IBM, Sun, Oracle, and Netscape are teaming up to embrace CORBA and other object technology to challenge Microsoft.

A group of the computer industry's heaviest hitters have banded together in a new effort to block Microsoft (MSFT) from defining standards for developing object technology and endorse the Object Management Group's Common Object Request Broker Architecture (CORBA).

But except for sending a strong anti-Microsoft message of solidarity, the initiative, announced by IBM, Sun Microsystems, Oracle, and Netscape Communications, is not substantive and does little beyond reiterating existing CORBA support, according to analysts.

"They are admitting that CORBA has not provided a platform for interoperability so far and that everyone has just been playing patty-cake with CORBA," said Stan Dolberg, an analyst with Forrester Research.

The companies today announced a new initiative for common development standards for object technology intended to make their software products work together as if they were built together. "There is a need for us to collaborate to get consistency and let customers seamlessly install applications," said Steve Mills, general manager of IBM's software solutions division.

Mills, and executives from the other companies, said they will collaborate on interoperability enhancements based on CORBA and the Internet Inter-ORB Protocol (IIOP).
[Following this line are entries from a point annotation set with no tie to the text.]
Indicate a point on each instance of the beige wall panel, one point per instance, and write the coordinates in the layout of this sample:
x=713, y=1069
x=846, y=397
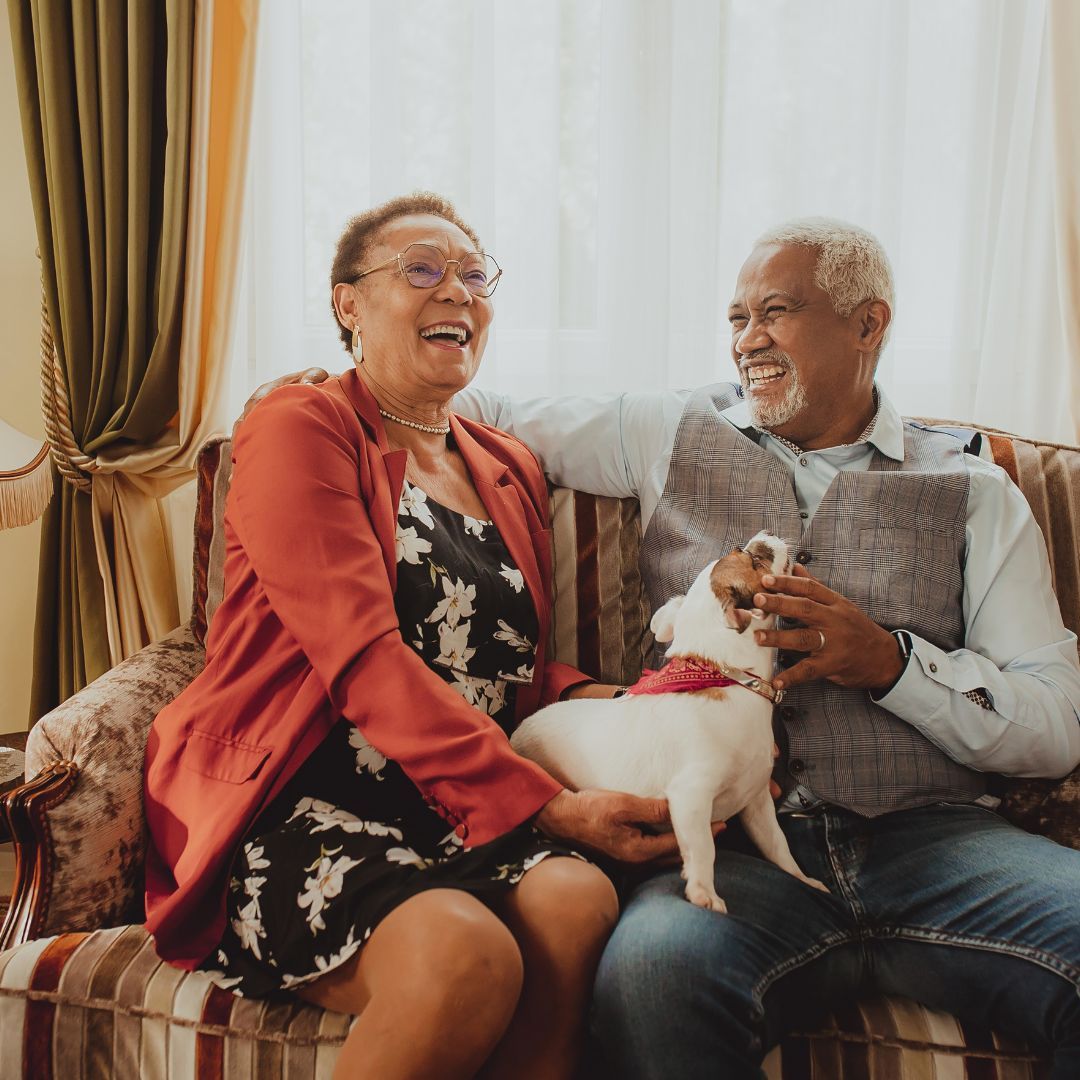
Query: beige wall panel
x=19, y=300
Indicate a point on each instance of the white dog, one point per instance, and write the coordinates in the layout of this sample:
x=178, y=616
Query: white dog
x=706, y=746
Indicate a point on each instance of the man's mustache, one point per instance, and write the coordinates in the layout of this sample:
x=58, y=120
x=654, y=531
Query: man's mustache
x=769, y=356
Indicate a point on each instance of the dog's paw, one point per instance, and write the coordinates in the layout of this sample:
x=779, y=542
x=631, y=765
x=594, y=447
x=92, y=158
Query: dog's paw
x=702, y=896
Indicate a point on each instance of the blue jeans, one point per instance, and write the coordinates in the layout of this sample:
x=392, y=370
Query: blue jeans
x=949, y=905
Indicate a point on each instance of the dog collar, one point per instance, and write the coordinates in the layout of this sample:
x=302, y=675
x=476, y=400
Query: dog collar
x=684, y=675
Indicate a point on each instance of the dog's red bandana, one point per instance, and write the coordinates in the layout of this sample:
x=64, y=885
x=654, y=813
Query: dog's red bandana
x=683, y=675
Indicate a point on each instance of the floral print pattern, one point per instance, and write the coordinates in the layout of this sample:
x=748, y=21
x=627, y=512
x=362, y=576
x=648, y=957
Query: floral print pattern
x=350, y=837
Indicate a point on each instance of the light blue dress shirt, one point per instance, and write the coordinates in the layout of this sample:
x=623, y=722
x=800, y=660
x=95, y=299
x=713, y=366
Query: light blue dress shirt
x=1017, y=651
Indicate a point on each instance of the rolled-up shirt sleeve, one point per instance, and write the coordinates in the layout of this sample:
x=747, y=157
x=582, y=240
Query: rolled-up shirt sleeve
x=1009, y=701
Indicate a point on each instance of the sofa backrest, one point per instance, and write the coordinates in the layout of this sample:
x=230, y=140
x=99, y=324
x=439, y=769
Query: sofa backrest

The enhancements will be completed by year's end and will be submitted to the Object Management Group for inclusion in the CORBA spec.

Additionally, the vendors promise to incorporate the undefined enhancements into the next major releases of their products.

The windy wording of the agreement gives the four vendors plenty of wiggle room, leading at least one analyst to downplay the significance of the agreement. "I take this with a grain of salt," Dolberg said. "This requires more coordination than any of these vendors are capable of providing. It's hard to take this seriously."

But the agreement does indicate that the vendors and Microsoft feel the distributed object computing future is coming faster than anyone had predicted.

At the heart of the matter, the joint effort is aimed at preventing Microsoft from dominating object technology standards, much as it does in the desktop operating systems arena.

By establishing broad industry support for CORBA and IIOP, the vendors hope to keep the software giant from dictating technical standards for object technology used to develop electronic commerce applications.

The four developers also invited others in the industry, including Microsoft, to support the standards.

However, few experts feel that Microsoft will take an active role in the initiative. The company is expected to continue focusing its efforts on its own object technology, based on ActiveX and its Component Object Model (COM) and Distributed COM technology.